Key Contributions and Results
The study integrated MVP data with existing consortia results, creating one of the largest ADRD genetic datasets to date, including the largest number of non-EA cases (n=19,867) and total cases (n=205,550).

• Novel Loci Discovery:
  • Ancestry-Specific: In MVP-only meta-analyses, 17, 4, and 3 genome-wide significant (GWS) loci were found in EA, AA, and HA groups, respectively.
  • Combined Meta-Analyses: When MVP data were meta-analyzed with existing consortia data, 72 loci were identified in the EA GWAS and 62 lead loci in the cross-ancestry meta-analysis.
  • New Discoveries: Excluding the $APOE$ region, 27 novel genes/regions surpassed genome-wide significance for the first time:
    • 7 EA-specific.
    • 12 in the cross-ancestry meta-analysis.

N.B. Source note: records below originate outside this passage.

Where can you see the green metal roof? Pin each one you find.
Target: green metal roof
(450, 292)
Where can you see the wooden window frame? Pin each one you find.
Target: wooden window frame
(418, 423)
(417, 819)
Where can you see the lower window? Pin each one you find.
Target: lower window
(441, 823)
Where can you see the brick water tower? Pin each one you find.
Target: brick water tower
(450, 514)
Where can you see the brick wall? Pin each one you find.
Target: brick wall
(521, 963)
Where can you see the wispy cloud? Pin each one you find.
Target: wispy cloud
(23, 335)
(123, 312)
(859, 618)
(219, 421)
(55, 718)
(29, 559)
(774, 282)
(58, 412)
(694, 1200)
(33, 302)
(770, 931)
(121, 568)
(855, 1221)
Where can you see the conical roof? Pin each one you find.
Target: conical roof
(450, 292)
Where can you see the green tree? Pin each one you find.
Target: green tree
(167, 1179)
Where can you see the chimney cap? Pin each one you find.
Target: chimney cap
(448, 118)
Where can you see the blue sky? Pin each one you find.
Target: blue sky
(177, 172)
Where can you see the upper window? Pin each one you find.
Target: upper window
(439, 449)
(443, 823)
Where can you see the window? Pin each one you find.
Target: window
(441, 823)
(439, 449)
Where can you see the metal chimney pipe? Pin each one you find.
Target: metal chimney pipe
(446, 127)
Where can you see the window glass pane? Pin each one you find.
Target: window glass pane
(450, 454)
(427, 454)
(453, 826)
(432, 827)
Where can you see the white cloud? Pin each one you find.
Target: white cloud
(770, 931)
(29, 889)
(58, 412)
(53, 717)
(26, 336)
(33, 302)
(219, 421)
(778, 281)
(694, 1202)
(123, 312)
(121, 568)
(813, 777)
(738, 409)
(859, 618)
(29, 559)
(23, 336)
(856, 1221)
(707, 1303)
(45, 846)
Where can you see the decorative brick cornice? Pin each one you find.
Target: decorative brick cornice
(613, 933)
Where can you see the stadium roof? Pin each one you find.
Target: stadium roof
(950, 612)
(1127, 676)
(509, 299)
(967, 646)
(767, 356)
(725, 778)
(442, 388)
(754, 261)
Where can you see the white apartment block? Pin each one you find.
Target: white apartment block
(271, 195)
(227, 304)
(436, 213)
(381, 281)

    • 8 driven primarily by AA and HA cohorts (e.g., PAX7, PTPRD, C14orf105).
  • Specific Novel Genes: Notable new findings include RERE, TMEM163, ICA1L, TRANK1, CAST, TNIP1, UBTD1, ZNF143, PRSS23, FANCA, LLGL1, SKA2, ZHX3, RASGRP3, SEC13, COMMD10, CALCR, CAMK2D, MAP3K1, DLEU7, PPM1E, and PAX7.
• Functional Insights:
  • Pathways: Enrichment analysis confirmed known pathways (immune regulation, protein degradation, lipid binding, endosome/lysosome function) and highlighted microglia-specific genes. Significant enrichment was also found for Parkinson's disease-associated genes (e.g., CAMK2D, RERE).
  • Cell Types: GARFIELD analysis showed strong enrichment of AD-associated variants in enhancer elements active in K562 erythroleukemic cells and CD19+ human B lymphocytes, suggesting a role for immunoregulation.
  • Expression and Regulation: Several novel SNPs showed significant eQTL effects in brain-derived mRNA-seq data. PAX7 showed significant differential expression between cases and controls. Co-localization analysis provided evidence that peak SNPs regulate the expression of nearby genes such as TRANK1, LRRFIP2, AGFG2, and AZGP1.

Significance
The authors claim that this study demonstrates the utility of biobank-level cohorts, specifically the MVP, for advancing AD genetic discovery. The inclusion of MVP data significantly enhanced the discovery of ADRD genes by increasing the representation of underrepresented ancestry groups (AA and HA), which is crucial for identifying variants that may be missed in EA-only studies. The identification of 27 new loci presents potential new targets for dementia treatment. Furthermore, the study confirms that future large-scale analyses of AD genetic risk and prediction will be improved by the inclusion of diverse MVP data, potentially leading to more accurate polygenic risk scores across different populations. The authors note that while the MVP cohort is primarily male, the findings provide a robust foundation for understanding the genetic architecture of ADRD in a diverse US population.